After a postdoctoral position at Purdue University,
he moved to York University, in whose department of
Mathematics and Statistics he is a Professor and former department chair.
His research area is probability theory, specifically
Brownian motion and related Markov processes,
including their applications to actuarial finance.
He was co-editor-in-chief of the Canadian Mathematical Bulletin.

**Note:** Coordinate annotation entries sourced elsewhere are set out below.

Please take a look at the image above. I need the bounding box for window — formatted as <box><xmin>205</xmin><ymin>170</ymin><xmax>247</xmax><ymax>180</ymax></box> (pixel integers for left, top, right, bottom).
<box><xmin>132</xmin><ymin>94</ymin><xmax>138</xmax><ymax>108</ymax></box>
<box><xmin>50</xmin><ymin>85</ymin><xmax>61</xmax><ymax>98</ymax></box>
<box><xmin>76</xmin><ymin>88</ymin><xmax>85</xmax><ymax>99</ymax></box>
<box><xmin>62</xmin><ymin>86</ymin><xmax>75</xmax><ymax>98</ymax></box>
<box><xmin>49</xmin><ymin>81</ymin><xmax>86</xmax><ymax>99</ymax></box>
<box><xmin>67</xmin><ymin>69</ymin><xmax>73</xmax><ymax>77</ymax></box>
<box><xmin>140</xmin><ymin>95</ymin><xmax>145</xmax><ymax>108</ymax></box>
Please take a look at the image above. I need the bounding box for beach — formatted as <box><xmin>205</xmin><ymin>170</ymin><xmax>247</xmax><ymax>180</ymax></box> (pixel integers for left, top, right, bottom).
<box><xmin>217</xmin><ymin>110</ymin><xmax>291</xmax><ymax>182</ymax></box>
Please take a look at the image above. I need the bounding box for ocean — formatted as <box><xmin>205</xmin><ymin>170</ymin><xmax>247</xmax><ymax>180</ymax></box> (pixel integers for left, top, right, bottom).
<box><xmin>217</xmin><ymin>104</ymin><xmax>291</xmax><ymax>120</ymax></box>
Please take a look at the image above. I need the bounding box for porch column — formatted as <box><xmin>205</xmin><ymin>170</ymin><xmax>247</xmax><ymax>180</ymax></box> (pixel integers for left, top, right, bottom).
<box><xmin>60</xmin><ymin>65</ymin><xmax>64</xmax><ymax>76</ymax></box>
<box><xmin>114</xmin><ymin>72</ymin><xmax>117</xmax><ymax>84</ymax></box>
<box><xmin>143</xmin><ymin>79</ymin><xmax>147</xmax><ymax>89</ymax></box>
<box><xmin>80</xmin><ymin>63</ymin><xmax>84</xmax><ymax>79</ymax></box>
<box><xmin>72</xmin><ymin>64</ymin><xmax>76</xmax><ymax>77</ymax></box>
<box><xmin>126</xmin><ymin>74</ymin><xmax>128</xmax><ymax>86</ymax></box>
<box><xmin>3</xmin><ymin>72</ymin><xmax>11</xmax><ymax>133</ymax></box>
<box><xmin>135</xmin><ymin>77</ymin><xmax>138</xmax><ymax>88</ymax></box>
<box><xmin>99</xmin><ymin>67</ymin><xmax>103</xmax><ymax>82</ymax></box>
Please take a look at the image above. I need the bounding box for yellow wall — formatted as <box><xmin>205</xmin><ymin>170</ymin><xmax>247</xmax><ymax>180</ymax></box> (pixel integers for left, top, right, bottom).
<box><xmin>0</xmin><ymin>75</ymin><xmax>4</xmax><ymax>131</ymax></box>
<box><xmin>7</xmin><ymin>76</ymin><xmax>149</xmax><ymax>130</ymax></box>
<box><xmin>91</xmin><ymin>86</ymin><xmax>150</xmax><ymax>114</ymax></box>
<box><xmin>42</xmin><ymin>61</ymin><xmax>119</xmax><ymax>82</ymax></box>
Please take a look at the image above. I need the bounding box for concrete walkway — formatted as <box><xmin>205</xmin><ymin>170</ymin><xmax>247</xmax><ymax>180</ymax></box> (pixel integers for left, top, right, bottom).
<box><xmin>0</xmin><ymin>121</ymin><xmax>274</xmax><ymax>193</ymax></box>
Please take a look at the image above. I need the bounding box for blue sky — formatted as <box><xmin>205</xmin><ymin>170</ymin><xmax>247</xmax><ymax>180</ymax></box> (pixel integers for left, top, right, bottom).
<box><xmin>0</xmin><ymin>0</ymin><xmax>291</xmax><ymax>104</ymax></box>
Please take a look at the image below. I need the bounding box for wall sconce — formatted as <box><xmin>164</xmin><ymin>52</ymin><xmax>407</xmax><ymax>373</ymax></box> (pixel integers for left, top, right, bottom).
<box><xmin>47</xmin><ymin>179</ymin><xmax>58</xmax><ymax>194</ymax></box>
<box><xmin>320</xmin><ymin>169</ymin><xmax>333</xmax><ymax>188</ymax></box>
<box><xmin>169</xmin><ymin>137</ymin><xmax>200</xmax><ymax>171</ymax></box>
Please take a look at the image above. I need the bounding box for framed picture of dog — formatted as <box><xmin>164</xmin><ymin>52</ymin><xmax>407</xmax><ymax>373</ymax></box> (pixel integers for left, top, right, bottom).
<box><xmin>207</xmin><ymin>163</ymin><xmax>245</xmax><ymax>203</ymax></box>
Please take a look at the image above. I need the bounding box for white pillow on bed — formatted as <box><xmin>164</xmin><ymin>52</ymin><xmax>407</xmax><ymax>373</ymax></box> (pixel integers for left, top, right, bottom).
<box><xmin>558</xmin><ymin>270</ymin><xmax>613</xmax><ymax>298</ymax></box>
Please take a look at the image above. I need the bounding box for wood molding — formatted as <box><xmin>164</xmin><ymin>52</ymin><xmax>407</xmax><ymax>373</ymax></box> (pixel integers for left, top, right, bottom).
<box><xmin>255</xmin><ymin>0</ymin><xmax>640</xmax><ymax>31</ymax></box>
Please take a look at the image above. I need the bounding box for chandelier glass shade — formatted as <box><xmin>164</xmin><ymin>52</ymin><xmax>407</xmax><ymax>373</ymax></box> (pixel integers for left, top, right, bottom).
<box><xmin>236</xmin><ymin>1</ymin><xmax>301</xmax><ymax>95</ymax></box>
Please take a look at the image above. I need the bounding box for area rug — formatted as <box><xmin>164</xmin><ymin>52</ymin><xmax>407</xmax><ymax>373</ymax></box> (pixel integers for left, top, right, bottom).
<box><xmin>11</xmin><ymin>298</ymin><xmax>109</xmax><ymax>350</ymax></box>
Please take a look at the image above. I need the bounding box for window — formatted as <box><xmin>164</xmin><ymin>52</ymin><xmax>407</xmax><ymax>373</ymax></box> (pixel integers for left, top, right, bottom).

Other service on editorial boards has included that of
Probability Theory and Related Fields.
He is a fellow of the Institute of Mathematical Statistics (IMS) and
of the Fields Institute.
He teaches financial engineering at York, is director of analytics
Quantitative Wealth Management Analytics group (QWeMA), and
leads the Finsurance project at MITACS.
He chaired the task force that initiated the 2007 revision of the Ontario
grade 12 curriculum, and subsequently served on the
Ontario Minister of Education's curriculum council.
He has served terms as Deputy Director of the Fields Institute,
and as President of the Canadian Mathematical Society.
His research is supported by NSERC, MITACS, and the IFID centre.
Current research projects (finance)
- Guaranteed lifetime withdrawal benefits: hedging, pricing, and optimal management on the part of account holders (with H. Huang and M.A. Milevsky).
- Behaviour of portfolios incorporating life settlements.
Current research projects (probability)
- Random walks in random environments (with M. Holmes).
- Super Brownian motion (with S. Athreya, D. Sezer, L. Mytnik).
- Brownian geometry (with Y. Peres, S. Nacu).